Adding the ability to create a .npmrc file using JFrog CLI for smoother integration with GitHub Actions.

[ashrithacjfrog]

Problem statement: When setting up GitHub Actions for continuous integration and deployment, there's currently no straightforward way to generate a .npmrc file using JFrog CLI other that using the curl command “-uadmin: http://<ARTIFACTORY_SERVER_DOMAIN>:8081/artifactory/api/npm/auth” .

Looking for an option to integrate GitHub with JFrog using OpenID Connect without requiring any user credentials on GitHub.

Feature Description: The goal is to allow developers to easily create the .npmrc file they need for accessing npm packages through JFrog Artifactory using JFrog CLI.

Expected Outcome: By implementing this feature, developers will be able to seamlessly create .npmrc files using JFrog CLI within their GitHub Actions workflows (without providing the credentials during the GitHub configuration).

[yahavi]

@ashrithacjfrog
I'm a bit unsure about the requirements. Using OpenID Connect should allow you to access the JFrog platform without needing credentials, so there shouldn't be a need for a new .npmrc file. I suggest checking out this blog post and the Setup JFrog CLI documentation to learn more about the OpenID Connect integration in GitHub Actions.

Feel free to reach out if you have any further questions or need clarification!

[skycaptain]

We have a comparable use case that may clarify the requirements, why this would be a very handy feature.

Our developers work on numerous projects simultaneously. Local development necessitates authentication and system setup for multiple package managers such as .netrc for generic artefacts and Python Wheels, .npmrc for private NPM packages, Conan remotes for Conan Packages, and docker login for registry authentication and so forth. Similar steps are required for CI. Moreover, it's considered best practice to use short-lived tokens. Therefore, it would be ideal if developers could authenticate just once using the jfrog-cli and let the cli generate short-lived tokens and automatically set up all the previously mentioned components, analogous to the "Set me up" instructions on Artifactory.

[yahavi]

@skycaptain
The JFrog CLI executes this API and sets up the .npmrc for you.

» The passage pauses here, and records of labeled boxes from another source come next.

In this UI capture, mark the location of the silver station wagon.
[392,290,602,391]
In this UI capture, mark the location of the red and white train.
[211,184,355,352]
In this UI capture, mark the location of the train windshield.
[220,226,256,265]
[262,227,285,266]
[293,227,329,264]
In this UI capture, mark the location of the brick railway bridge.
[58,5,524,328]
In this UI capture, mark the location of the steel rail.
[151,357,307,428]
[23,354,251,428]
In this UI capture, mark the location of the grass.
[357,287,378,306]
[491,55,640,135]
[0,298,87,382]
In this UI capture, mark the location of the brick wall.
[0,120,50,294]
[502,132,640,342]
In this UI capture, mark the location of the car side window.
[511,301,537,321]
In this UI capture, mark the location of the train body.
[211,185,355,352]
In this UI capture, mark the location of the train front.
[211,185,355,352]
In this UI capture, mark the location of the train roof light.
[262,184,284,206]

You can build an npm project in two steps:

1. Configure the npm repository/ies: jf rt npm-config --repo-deploy=... --repo-resolve=...
2. Execute npm install with the JFrog CLI: jf npm install

Behind the scenes, the JFrog CLI executes GET /api/npm/auth and places the .npmrc file in the working directory.

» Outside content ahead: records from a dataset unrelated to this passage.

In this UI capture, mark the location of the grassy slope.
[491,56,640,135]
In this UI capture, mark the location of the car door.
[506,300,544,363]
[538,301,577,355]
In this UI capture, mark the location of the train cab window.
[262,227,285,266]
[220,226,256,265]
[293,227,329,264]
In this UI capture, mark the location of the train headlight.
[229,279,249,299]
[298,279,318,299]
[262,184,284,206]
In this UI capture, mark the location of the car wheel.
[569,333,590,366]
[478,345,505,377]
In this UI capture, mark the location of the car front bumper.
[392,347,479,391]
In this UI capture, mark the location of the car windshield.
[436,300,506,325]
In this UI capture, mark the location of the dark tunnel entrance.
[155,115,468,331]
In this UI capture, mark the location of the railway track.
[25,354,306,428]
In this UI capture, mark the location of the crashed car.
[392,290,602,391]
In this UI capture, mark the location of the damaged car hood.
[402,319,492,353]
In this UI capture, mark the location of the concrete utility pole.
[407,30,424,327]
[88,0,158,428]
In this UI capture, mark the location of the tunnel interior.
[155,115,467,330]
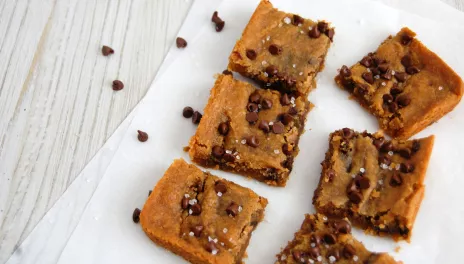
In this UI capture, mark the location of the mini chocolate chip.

Read more about JFrog CLI integration with npm here.
Please let me know if this meets the requirements.

[so-jelly]

when building multiarch docker images, i typically would mount npmrc as a build secret. it would mae more sense to generate the npmrc once on the runner than to install jfrog cli in my builder and login there, potentially leaving sensitive artifacts behind.